Mais, encore une fois, est-ce à cette libération-là qu'aspire le peuple kurde ? Comme le disait le secrétaire du PDK cité plus haut, la population pauvre met un autre contenu au mot « autonomie » que les dirigeants féodaux ou bourgeois. Il y a un contenu social dans les aspirations populaires qui effraie justement les classes privilégiées. Mais le « paradis sur terre », c'est bien là une revendication qui pourrait rassembler tous les déshérités kurdes et arabes du Moyen-Orient. Et la force du peuple kurde, qui s'est maintes fois battu puisque malgré les répressions terribles il ne se passe jamais plus de quatre ou cinq ans sans que de nouvelles révoltes éclatent, c'est qu'il sont 25 millions à cheval sur quatre États, représentant en Irak près du quart de la population, en Turquie le cinquième, et qu'il pourrait entraîner des dizaines de millions de gens. Mais sa faiblesse, c'est que les dirigeants qu'il s'est donnés jusqu'ici se sont bien gardés d'exprimer les aspirations et les revendications qui auraient justement peut-être permis de renforcer son combat et de libérer vraiment, non seulement le peuple kurde, mais aussi tous les peuples de la région.

A vrai dire, ce n'est pas la libération des peuples qui préoccupe les dirigeants, pas même du leur, car ce qu'ils veulent c'est un État à eux, même un État croupion n'englobant qu'une partie du Kurdistan, même pas complètement indépendant. La modération de leurs revendications ne leur a d'ailleurs pas davantage permis d'obtenir satisfaction.
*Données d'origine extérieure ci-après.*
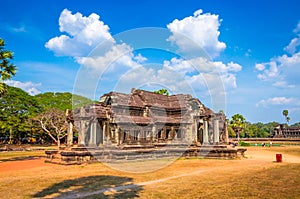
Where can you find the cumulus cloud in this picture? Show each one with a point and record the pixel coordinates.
(29, 87)
(278, 101)
(200, 71)
(284, 70)
(82, 34)
(202, 29)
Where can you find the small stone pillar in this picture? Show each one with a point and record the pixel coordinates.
(205, 132)
(216, 132)
(117, 133)
(93, 133)
(70, 135)
(226, 132)
(104, 133)
(82, 133)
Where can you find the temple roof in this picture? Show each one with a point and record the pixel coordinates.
(172, 109)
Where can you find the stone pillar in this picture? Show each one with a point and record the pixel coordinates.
(154, 133)
(226, 132)
(216, 132)
(205, 132)
(93, 133)
(117, 132)
(70, 135)
(104, 132)
(82, 133)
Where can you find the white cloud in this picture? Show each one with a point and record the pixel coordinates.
(260, 67)
(29, 87)
(202, 29)
(270, 71)
(82, 34)
(200, 69)
(279, 101)
(292, 47)
(297, 29)
(283, 71)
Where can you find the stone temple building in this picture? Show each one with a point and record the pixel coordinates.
(144, 118)
(283, 131)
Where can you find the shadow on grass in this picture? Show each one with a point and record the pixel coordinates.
(92, 187)
(21, 158)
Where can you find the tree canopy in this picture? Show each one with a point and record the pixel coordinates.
(7, 69)
(162, 92)
(17, 107)
(61, 101)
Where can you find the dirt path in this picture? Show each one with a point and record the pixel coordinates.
(257, 156)
(22, 165)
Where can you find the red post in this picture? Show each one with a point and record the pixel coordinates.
(278, 157)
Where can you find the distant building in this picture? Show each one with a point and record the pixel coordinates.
(282, 131)
(145, 118)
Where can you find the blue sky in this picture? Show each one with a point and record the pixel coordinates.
(253, 50)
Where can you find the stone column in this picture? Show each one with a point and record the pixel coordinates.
(104, 132)
(82, 133)
(205, 132)
(70, 135)
(117, 132)
(216, 132)
(93, 133)
(226, 132)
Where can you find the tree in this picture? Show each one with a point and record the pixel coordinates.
(16, 107)
(61, 101)
(162, 92)
(7, 70)
(238, 124)
(53, 122)
(285, 113)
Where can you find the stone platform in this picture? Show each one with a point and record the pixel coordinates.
(80, 155)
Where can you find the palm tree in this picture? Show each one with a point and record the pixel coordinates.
(7, 70)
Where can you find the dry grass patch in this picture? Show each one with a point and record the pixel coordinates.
(185, 178)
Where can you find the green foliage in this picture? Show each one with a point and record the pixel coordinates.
(231, 132)
(162, 92)
(16, 107)
(7, 70)
(241, 143)
(237, 123)
(18, 110)
(61, 101)
(285, 113)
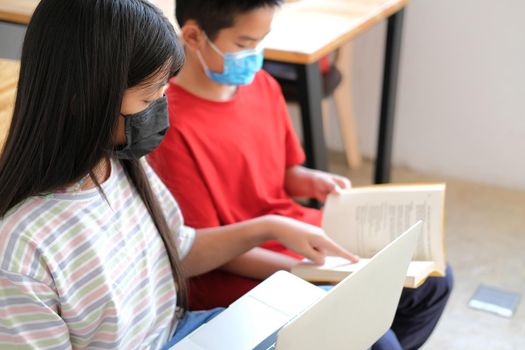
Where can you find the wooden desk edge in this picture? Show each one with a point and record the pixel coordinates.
(304, 58)
(17, 18)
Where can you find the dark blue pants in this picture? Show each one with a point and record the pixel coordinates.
(417, 314)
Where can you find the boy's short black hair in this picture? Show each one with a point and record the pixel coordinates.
(214, 15)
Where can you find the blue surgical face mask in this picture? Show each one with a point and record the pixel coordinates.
(239, 67)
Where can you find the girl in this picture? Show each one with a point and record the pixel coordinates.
(93, 250)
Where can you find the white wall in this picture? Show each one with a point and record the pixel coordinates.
(461, 95)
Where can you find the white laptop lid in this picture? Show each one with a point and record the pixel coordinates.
(365, 302)
(256, 315)
(360, 309)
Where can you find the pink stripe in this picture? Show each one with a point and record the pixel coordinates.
(12, 220)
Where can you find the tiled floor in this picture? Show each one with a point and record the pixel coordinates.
(485, 237)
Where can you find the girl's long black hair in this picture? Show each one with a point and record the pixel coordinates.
(78, 58)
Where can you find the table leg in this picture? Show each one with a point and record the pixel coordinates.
(388, 99)
(310, 95)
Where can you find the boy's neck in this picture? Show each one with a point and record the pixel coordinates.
(193, 79)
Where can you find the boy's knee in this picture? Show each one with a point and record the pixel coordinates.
(435, 291)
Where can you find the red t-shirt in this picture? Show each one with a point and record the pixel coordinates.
(225, 162)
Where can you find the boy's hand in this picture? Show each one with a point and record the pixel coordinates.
(325, 183)
(307, 240)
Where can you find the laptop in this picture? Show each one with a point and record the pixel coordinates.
(285, 312)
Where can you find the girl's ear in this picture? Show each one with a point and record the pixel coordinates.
(193, 36)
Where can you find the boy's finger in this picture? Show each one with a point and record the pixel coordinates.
(339, 251)
(343, 182)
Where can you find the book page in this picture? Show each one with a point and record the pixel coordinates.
(364, 220)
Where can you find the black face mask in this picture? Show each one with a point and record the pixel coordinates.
(145, 130)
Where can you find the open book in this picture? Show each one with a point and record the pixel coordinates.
(365, 219)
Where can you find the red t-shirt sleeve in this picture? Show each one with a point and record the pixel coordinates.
(175, 165)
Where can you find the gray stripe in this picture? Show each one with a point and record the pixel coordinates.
(27, 327)
(21, 227)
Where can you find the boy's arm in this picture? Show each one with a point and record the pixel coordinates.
(303, 182)
(216, 246)
(259, 263)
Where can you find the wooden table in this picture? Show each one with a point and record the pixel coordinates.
(8, 80)
(303, 31)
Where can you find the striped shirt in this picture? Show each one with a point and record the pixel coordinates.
(80, 272)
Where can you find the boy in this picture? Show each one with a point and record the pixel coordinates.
(231, 154)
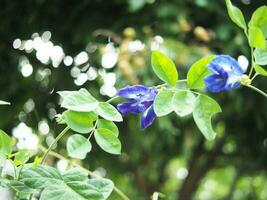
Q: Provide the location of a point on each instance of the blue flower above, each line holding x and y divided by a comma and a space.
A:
141, 100
226, 75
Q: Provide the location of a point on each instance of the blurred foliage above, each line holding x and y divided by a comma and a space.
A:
171, 156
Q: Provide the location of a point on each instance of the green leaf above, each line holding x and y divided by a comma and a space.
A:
259, 19
75, 174
40, 176
4, 103
260, 56
103, 185
260, 70
21, 157
205, 108
81, 122
108, 112
163, 103
183, 103
6, 143
236, 15
108, 141
74, 190
20, 187
78, 146
197, 72
102, 123
57, 186
256, 38
164, 68
81, 101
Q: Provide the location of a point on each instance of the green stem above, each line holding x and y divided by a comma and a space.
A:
92, 174
252, 62
112, 99
53, 143
92, 132
257, 90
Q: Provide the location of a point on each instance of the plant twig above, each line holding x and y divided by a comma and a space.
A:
53, 143
257, 90
92, 174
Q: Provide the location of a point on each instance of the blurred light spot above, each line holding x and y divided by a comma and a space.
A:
7, 168
157, 41
91, 73
49, 140
29, 45
22, 45
62, 165
136, 45
108, 90
100, 171
29, 106
91, 48
22, 116
110, 56
81, 79
57, 55
68, 60
16, 43
81, 58
26, 70
34, 35
181, 173
26, 138
110, 79
43, 127
75, 71
243, 62
46, 36
51, 113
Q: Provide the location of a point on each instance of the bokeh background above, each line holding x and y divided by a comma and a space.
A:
48, 46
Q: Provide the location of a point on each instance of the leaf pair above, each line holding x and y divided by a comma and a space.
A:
185, 103
106, 136
72, 184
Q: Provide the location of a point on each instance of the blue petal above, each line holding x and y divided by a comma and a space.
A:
150, 95
215, 83
133, 92
128, 107
225, 63
148, 117
232, 86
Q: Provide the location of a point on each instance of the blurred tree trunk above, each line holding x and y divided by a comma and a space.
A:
202, 161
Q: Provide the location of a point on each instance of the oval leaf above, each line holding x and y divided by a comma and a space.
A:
78, 146
260, 70
205, 108
197, 72
102, 123
6, 143
163, 103
81, 101
108, 112
256, 38
103, 185
81, 122
236, 15
164, 68
260, 56
183, 103
259, 19
108, 141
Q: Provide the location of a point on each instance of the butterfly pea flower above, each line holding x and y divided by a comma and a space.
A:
141, 99
226, 74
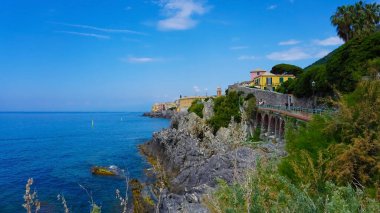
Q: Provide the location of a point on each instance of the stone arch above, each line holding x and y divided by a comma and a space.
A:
277, 127
259, 119
264, 127
272, 125
282, 129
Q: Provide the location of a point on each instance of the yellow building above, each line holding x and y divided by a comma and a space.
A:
269, 81
185, 102
158, 107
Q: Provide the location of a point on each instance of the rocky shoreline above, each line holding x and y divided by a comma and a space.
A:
167, 114
190, 159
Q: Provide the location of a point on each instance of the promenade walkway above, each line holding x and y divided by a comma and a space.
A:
300, 113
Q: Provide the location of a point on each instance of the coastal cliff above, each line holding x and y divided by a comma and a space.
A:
192, 158
167, 114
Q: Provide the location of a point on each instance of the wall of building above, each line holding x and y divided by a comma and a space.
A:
273, 98
185, 102
263, 84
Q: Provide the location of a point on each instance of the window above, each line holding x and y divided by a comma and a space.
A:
269, 81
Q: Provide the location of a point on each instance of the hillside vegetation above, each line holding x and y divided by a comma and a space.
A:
333, 165
341, 70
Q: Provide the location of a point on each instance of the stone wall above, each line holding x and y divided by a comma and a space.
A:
273, 98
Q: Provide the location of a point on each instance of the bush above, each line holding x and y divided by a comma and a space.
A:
265, 190
342, 69
286, 69
197, 107
225, 107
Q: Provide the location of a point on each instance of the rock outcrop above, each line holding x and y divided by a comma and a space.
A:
193, 158
161, 114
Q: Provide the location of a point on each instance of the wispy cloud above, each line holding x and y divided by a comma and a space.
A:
239, 47
298, 53
292, 54
272, 7
330, 41
247, 57
196, 89
289, 42
139, 60
84, 34
180, 14
106, 30
322, 53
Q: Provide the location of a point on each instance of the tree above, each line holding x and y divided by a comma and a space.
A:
356, 20
286, 69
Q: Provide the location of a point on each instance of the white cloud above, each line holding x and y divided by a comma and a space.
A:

L'histoire des défaites auxquelles a conduit d'ores et déjà la politique de dirigeants recherchant une autonomie octroyée par les impérialistes et sous leur protection permet d'affirmer qu'une autre voie, celle du combat des classes exploitées sur la base de leurs intérêts de classe pour renverser les classes exploiteuses de leur propre région et pour défaire l'impérialisme n'aurait pas coûté plus cher au peuple kurde. Elle aurait, en revanche, sans doute permis aux classes exploitées de ce peuple si combatif non seulement d'oeuvrer à sa libération nationale avec d'autres chances de victoire que de l'attendre indéfiniment des mains de l'impérialisme, mais d'oeuvrer en même temps à leur émancipation sociale. Ce faisant, elles pourraient ouvrir des perspectives de libération également aux masses iraniennes, irakiennes, turques ou syriennes qui, elles aussi, auraient tout à gagner à se débarrasser de dirigeants qui, lorsqu'ils ne sont pas des pantins au service de l'impérialisme, sont des dictateurs tout prêts à pactiser avec lui sur le dos de leur propre peuple. C'est de toute façon du côté des classes exploitées des pays dont l'État les opprime, que les exploités kurdes pourraient trouver les seuls alliés avec lesquels leurs intérêts convergent fondamentalement.

Mais cela nécessite de mener en leur direction une politique de classe qu'il serait évidemment vain d'attendre des dirigeants nationalistes kurdes qui représentent les intérêts des classes privilégiées.